Mattes are a crucial part of image and video editing operations. They help combine a foreground image, actors on a set, for example, with a background image such as a massive city. Recent computer vision techniques are capable of producing high-quality mattes for videos and images. However, the scene effects a subject generates, including reflections, smoke, shadows etc., remain ignored to date.
To fill this void, Google has introduced a novel method of creating mattes that use layered neural rendering to partition a video into layers known as omnimattes. The omnimattes capture both the subject and all effects associated with the subject in the scene. Omnimattes, like traditional mattes, are RGBA pictures that can be edited with a readily accessible image or video editing software and can be used wherever those conventional mattes are used, such as to insert text into a video beneath a smoke trail.

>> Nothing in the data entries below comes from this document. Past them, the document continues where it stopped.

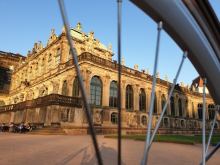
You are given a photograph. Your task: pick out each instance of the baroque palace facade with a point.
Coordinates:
(44, 90)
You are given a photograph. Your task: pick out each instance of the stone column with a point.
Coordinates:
(106, 91)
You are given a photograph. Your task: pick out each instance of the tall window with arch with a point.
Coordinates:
(193, 111)
(58, 56)
(211, 111)
(75, 91)
(200, 111)
(155, 104)
(186, 108)
(180, 107)
(64, 88)
(163, 102)
(113, 97)
(142, 100)
(96, 91)
(172, 106)
(129, 98)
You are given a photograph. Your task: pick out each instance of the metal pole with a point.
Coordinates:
(212, 152)
(119, 5)
(74, 54)
(211, 132)
(145, 156)
(168, 99)
(203, 122)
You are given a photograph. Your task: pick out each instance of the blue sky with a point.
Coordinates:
(25, 22)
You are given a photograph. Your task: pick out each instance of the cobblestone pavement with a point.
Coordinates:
(20, 149)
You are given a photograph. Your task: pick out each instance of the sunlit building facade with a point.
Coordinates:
(44, 90)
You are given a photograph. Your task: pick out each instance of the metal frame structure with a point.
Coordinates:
(177, 29)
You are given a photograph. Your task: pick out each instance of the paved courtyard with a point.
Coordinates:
(20, 149)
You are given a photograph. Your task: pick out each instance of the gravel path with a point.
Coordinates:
(20, 149)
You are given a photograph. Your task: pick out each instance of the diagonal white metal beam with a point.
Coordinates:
(83, 91)
(147, 143)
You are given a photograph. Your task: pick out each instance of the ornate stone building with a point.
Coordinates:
(44, 90)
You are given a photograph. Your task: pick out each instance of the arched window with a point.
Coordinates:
(114, 118)
(96, 91)
(2, 103)
(75, 92)
(163, 102)
(211, 111)
(155, 104)
(58, 56)
(64, 88)
(193, 111)
(200, 111)
(142, 100)
(172, 106)
(180, 108)
(129, 97)
(186, 108)
(113, 97)
(144, 120)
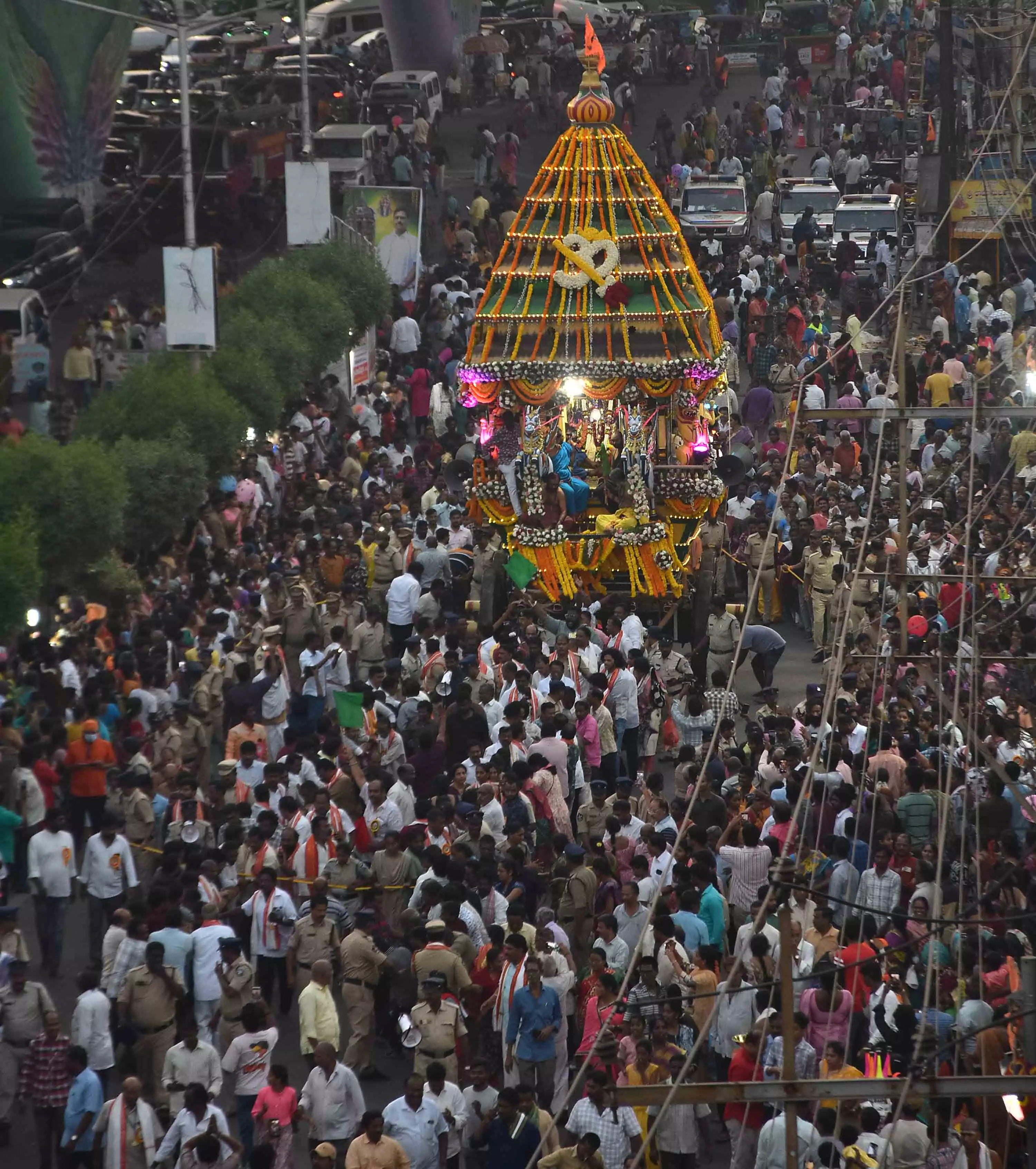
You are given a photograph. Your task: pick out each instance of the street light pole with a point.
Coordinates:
(186, 152)
(305, 79)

The work is presented in the paper titled ‘Omnimatte: Associating Objects and Their Effects in Video’, and to generate omnimattes, researchers split any input video into a set of layers:
- One layer for each moving subject
- An additional layer for stationary background objects
Take, for example, a boy walking with his dog on the road. So, the subjects — the boy and the dog, will have separate layers for them. In addition, the background around the road will have a separate layer attached to it. Finally, all these layers will be merged with the help of conventional alpha blending techniques, thereby reproducing the input video. For results, researchers used:
- Mask R-CNN to segment the input objects.
- STM, a video object segmenter that is trained on the DAVIS dataset, to track objects across frames.
- Utilisation of RAFT to compute the optical flow between consecutive frames.
- When it comes to dynamic background elements such as tree branches, researchers employ panoptic segmentation to segment them and treat the segments as additional objects.
Image Credits: Paper
The results generated by the paper include:
- Successful association of subjects with the scene effects related to them.
- The method can help remove a dynamic object from a video. This can be done either by binarising the omnimatte and using it as input to a separate video-completion method such as FGVC or by simply excluding the object’s omnimatte layer from the reconstruction.
- The model presented in the paper outperformed the existing best shadow detection method, i.e. ISD.
- It successfully captures the deformations, reflections, and shadows with a generic, much simpler input.
However, the model is unable to separate objects or effects that remain entirely stationary relative to the background throughout the video. “These issues could be addressed by building a background representation that explicitly models the 3D structure of the scene,” the paper concluded.
Tracing AI in Video Editing
In 2016, IBM used its Watson supercomputer to curate footage and create a trailer for the horror-thriller Morgan — one of the first applications of AI in video editing. Watson essentially utilised machine learning to study prior trailers, then used what it learnt to curate and select parts from the movie that it thought would be appropriate for the trailer. Although AI finishes off the job in a fraction of time, it would have taken human hours or days to watch the entire footage and produce the final video.
In 2016 itself, Adobe introduced its in-house AI and ML platform named Adobe Sensei, which offers several useful capabilities across its products. For example, Sensei AI may be used to quickly adjust and rectify flaws in pictures, videos, and other media in Adobe Creative Cloud products, including Photoshop, Premiere, and Illustrator, as well as for increased search capabilities in Adobe Stock and Lightroom. Similar tools like Quickstories from American technology firm GoPro, end-to-end video marketing tool Magisto, online video editing tool Rawshorts, Lumen5, and many other AI-based tools exist.
This ability of AI to interpret videos opens up the possibility for its use in almost any type of editing tool, from colour correction to object removal, image stabilisation, visual effects, etc. However, the case of “deep fakes”, such as politicians uttering words that they never said, remains a concern. Therefore, ethical and legal frameworks need to be put in place to address these issues in the future.